LIVERMORE, Calif. — A weakness in one common open source software for genomic analysis left DNA-based medical diagnostics vulnerable to cyberattacks.
Researchers at Sandia National Laboratories identified the weakness and notified the software developers, who issued a patch to fix the problem. The issue has also been fixed in the latest release of the software. While no attack from this vulnerability is known, the National Institutes of Standards and Technology recently described it in a note to software developers, genomics researchers and network administrators.
The discovery reveals that protecting genomic information involves more than safe storage of an individual’s genetic information. The cybersecurity of computer systems analyzing genetic data is also crucial, said Corey Hudson, a bioinformatics researcher at Sandia who helped uncover the issue.
Personalized medicine — the process of using a patient’s genetic information to guide medical treatment — involves two steps: sequencing the entire genetic content from a patient’s cells and comparing that sequence to a standardized human genome.

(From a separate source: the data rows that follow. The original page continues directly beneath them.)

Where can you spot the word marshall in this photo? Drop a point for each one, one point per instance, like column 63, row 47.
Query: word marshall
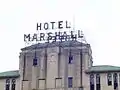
column 52, row 37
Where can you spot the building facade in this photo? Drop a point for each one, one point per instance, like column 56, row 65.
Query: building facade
column 64, row 65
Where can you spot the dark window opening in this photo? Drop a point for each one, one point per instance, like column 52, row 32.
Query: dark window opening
column 109, row 79
column 70, row 59
column 13, row 84
column 70, row 82
column 7, row 84
column 97, row 82
column 92, row 82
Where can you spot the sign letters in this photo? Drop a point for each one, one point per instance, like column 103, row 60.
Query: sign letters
column 60, row 35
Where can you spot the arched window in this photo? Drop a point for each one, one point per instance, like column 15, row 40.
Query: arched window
column 109, row 79
column 13, row 84
column 91, row 81
column 7, row 87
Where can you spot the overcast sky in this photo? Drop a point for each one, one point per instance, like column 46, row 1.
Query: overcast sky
column 99, row 20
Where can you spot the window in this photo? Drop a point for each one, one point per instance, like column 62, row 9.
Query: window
column 109, row 79
column 41, row 83
column 70, row 82
column 13, row 84
column 92, row 82
column 115, row 78
column 119, row 78
column 7, row 84
column 97, row 82
column 35, row 61
column 58, row 82
column 70, row 59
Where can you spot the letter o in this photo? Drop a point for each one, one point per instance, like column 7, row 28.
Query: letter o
column 46, row 26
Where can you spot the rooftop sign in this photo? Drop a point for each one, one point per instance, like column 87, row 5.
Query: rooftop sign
column 58, row 33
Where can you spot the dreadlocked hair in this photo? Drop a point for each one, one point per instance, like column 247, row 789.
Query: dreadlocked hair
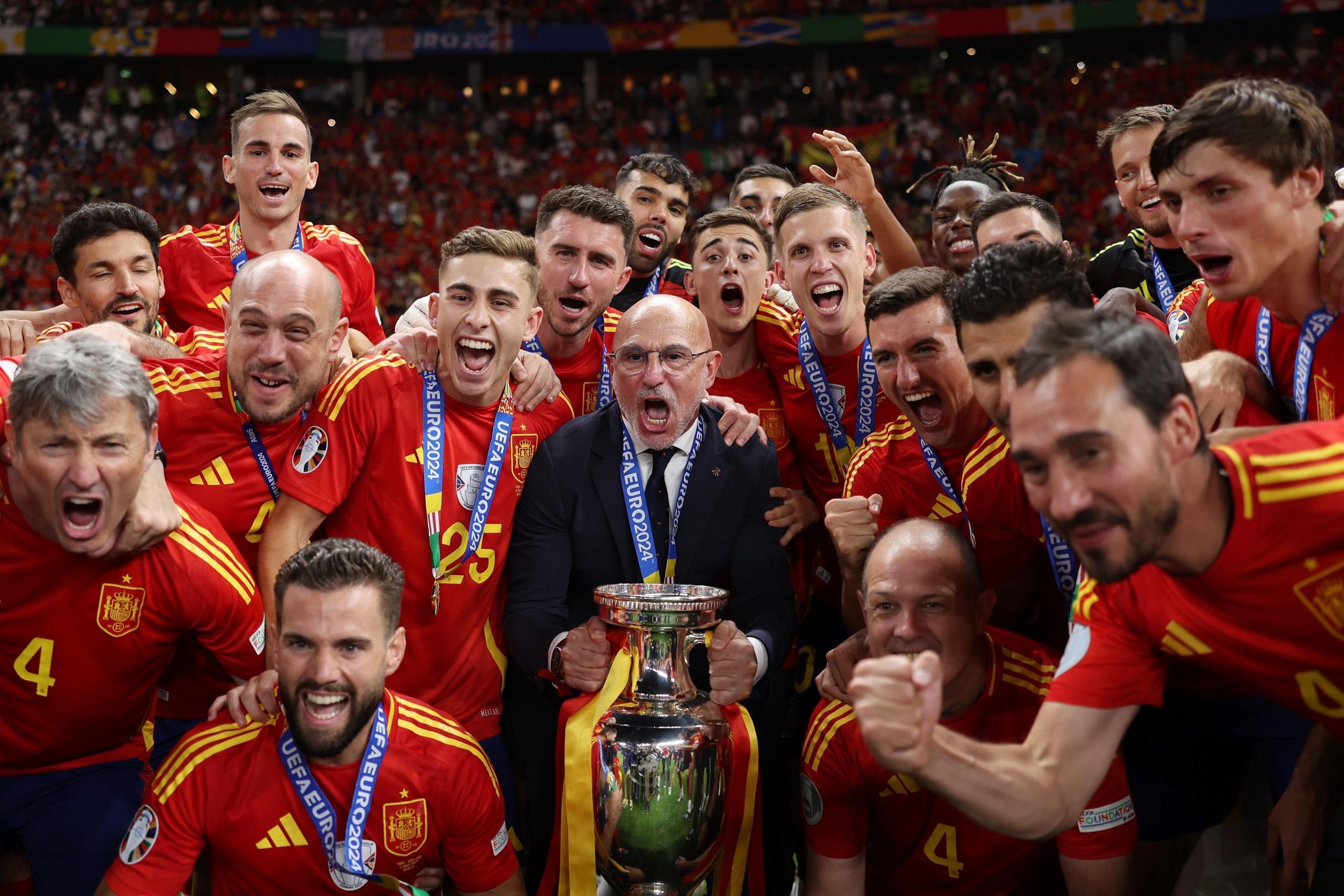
column 982, row 167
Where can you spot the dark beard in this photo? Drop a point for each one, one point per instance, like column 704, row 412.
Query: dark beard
column 359, row 714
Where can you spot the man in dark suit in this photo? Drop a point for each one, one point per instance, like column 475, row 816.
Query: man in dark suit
column 572, row 534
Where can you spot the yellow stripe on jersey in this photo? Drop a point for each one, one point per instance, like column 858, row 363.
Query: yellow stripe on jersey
column 838, row 722
column 1247, row 507
column 894, row 431
column 826, row 719
column 334, row 398
column 170, row 785
column 417, row 722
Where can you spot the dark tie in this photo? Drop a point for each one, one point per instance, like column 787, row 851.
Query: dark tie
column 660, row 512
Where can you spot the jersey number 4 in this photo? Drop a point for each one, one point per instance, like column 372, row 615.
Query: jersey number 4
column 37, row 653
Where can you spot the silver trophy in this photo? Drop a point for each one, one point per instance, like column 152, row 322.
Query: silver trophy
column 662, row 750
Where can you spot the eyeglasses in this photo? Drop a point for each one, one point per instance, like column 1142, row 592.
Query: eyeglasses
column 676, row 359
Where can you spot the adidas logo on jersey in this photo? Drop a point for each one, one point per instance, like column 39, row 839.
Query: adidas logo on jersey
column 284, row 835
column 214, row 475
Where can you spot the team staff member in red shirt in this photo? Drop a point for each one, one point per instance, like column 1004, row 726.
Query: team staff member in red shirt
column 870, row 830
column 87, row 638
column 1217, row 558
column 270, row 166
column 1249, row 214
column 108, row 258
column 659, row 190
column 262, row 798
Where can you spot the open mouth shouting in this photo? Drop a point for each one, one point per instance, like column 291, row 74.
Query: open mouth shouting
column 475, row 355
column 81, row 516
column 828, row 297
column 927, row 407
column 649, row 242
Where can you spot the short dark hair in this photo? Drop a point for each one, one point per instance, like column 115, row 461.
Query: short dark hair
column 906, row 289
column 1147, row 362
column 970, row 562
column 1263, row 120
column 670, row 168
column 588, row 202
column 999, row 203
column 1133, row 120
column 726, row 217
column 96, row 220
column 764, row 170
column 339, row 563
column 1010, row 279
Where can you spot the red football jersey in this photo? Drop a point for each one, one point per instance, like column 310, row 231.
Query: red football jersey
column 890, row 464
column 198, row 276
column 361, row 461
column 210, row 461
column 90, row 638
column 436, row 805
column 1232, row 327
column 195, row 340
column 581, row 374
column 1268, row 614
column 823, row 467
column 918, row 842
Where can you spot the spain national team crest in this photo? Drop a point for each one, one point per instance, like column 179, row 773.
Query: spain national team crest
column 1324, row 597
column 120, row 608
column 1324, row 398
column 311, row 452
column 522, row 450
column 772, row 421
column 405, row 827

Through that comparison, doctors identify specific genetic changes in a patient that are linked to disease.
Genome sequencing starts with cutting and replicating a person’s genetic information into millions of small pieces. Then a machine reads each piece numerous times and transforms images of the pieces into sequences of building blocks, commonly represented by the letters A, T, C and G. Finally, software collects those sequences and matches each snippet to its place on a standardized human genome sequence. One matching program used widely by personalized genomics researchers is called Burrows-Wheeler Aligner (BWA).

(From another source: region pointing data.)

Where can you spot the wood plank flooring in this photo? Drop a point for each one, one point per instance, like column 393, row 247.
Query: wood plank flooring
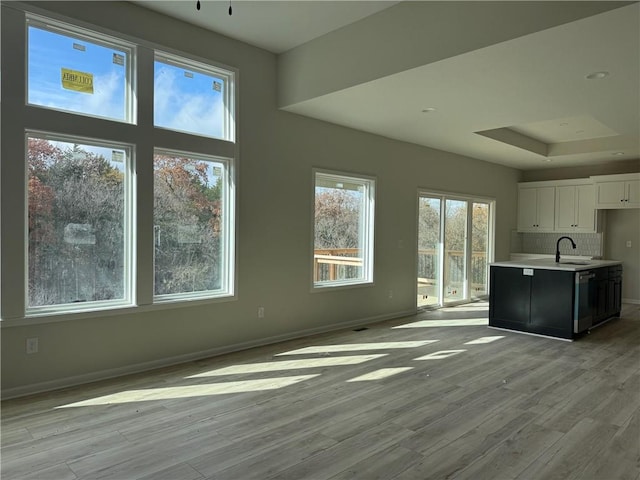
column 435, row 396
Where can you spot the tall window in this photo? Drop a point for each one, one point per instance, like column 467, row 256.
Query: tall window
column 78, row 222
column 343, row 229
column 454, row 248
column 83, row 250
column 192, row 225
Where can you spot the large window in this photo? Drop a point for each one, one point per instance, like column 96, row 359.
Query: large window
column 87, row 229
column 73, row 70
column 192, row 227
column 454, row 248
column 343, row 229
column 78, row 222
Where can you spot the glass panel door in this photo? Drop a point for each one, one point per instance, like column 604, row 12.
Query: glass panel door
column 479, row 249
column 454, row 248
column 429, row 251
column 455, row 251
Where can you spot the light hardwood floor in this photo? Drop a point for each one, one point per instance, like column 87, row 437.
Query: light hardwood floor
column 438, row 395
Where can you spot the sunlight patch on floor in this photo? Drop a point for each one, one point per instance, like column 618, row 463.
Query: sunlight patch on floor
column 188, row 391
column 352, row 347
column 481, row 340
column 288, row 365
column 440, row 355
column 462, row 322
column 467, row 308
column 379, row 374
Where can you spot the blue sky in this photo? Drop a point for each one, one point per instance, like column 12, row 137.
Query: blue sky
column 184, row 100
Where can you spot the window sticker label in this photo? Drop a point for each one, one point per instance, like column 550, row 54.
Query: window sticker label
column 117, row 156
column 77, row 81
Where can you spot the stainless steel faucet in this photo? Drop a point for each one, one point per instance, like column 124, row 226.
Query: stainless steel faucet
column 573, row 244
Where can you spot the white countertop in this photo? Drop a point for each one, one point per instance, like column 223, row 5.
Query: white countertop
column 550, row 264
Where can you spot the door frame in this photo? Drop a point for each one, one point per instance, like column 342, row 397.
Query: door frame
column 443, row 196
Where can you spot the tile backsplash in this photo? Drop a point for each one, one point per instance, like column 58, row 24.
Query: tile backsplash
column 588, row 244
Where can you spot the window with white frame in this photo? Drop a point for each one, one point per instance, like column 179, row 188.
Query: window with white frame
column 192, row 215
column 192, row 97
column 82, row 244
column 74, row 70
column 343, row 229
column 79, row 222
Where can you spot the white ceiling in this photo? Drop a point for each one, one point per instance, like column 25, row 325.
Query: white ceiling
column 524, row 102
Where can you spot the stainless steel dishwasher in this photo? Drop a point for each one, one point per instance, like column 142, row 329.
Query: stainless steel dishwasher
column 584, row 301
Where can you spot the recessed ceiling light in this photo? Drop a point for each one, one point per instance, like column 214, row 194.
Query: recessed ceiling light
column 597, row 75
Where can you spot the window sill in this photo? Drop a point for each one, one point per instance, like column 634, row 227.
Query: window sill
column 120, row 310
column 330, row 287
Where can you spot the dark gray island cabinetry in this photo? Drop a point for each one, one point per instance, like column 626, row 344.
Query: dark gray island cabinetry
column 554, row 298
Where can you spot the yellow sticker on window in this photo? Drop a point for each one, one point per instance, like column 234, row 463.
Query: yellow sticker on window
column 78, row 81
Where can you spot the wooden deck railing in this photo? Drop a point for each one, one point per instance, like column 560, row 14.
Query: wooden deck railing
column 334, row 258
column 333, row 264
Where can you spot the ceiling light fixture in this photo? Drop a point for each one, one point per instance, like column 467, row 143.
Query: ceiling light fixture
column 230, row 8
column 597, row 75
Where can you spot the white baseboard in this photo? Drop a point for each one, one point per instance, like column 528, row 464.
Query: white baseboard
column 75, row 380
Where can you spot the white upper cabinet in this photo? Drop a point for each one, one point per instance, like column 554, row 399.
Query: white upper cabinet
column 617, row 191
column 575, row 208
column 536, row 208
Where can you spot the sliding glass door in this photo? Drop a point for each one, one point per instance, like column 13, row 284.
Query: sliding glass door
column 454, row 248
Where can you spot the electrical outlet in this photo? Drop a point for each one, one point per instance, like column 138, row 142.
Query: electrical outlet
column 32, row 345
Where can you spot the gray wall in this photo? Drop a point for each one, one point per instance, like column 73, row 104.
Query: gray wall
column 624, row 226
column 277, row 153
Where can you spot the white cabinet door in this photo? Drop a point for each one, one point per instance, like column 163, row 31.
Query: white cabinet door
column 585, row 209
column 565, row 208
column 546, row 203
column 527, row 210
column 575, row 209
column 633, row 193
column 536, row 209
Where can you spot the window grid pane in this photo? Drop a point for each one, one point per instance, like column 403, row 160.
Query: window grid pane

Sandia researchers studying the cybersecurity of this program found a weak spot when the program imports the standardized genome from government servers. The standardized genome sequence traveled over insecure channels, which created the opportunity for a common cyberattack called a “man-in-the-middle.”
In this attack, an adversary or a hacker could intercept the standard genome sequence and then transmit it to a BWA user along with a malicious program that alters genetic information obtained from sequencing. The malware could then change a patient’s raw genetic data during genome mapping, making the final analysis incorrect without anyone knowing it. Practically, this means doctors may prescribe a drug based on the genetic analysis that, had they had the correct information, they would have known would be ineffective or toxic to a patient.
Forensic labs and genome sequencing companies that also use this mapping software were temporarily vulnerable to having results maliciously altered in the same way. Information from direct-to-consumer genetic tests was not affected by this vulnerability because these tests use a different sequencing method than whole genome sequencing, Hudson said.
To find this vulnerability, Hudson and his cybersecurity colleagues at the University of Illinois at Urbana-Champaign used a platform developed by Sandia called Emulytics to simulate the process of genome mapping. First, they imported genetic information simulated to resemble that from a sequencer. Then they had two servers send information to Emulytics. One provided a standard genome sequence and the other acted as the “man-in-the-middle” interceptor. The researchers mapped the sequencing results and compared results with and without an attack to see how the attack changed the final sequence.
“Once we discovered that this attack could change a patient’s genetic information, we followed responsible disclosure,” Hudson said. The researchers contacted the open source developers, who then issued a patch to fix the problem. They also contacted public agencies, including cybersecurity experts at the U.S. Computer Emergency Readiness Team, so they could more widely distribute information about this issue.
The research, funded by Sandia’s Laboratory Directed Research and Development program, continues testing other genome mapping software for security weaknesses. Differences between each computer program mean the researchers might find a similar, but not identical, issue, Hudson said. The LDRD funding also supports membership in the National Science Foundation’s Center for Computational Biology and Genomic Medicine.
Along with installing the latest version of BWA, Hudson and his colleagues recommend other “cyberhygiene” strategies to secure genomic information, including transmitting data over encrypted channels and using software that protects sequencing data from being changed. They also encourage security researchers who routinely analyze open source software for weaknesses to look at genomics programs. This practice is common in industrial control systems in the energy grid and software used in critical infrastructure, Hudson said, but would be a new area for genomics security.
“Our goal is to make systems safer for people who use them by helping to develop best practices,” he said.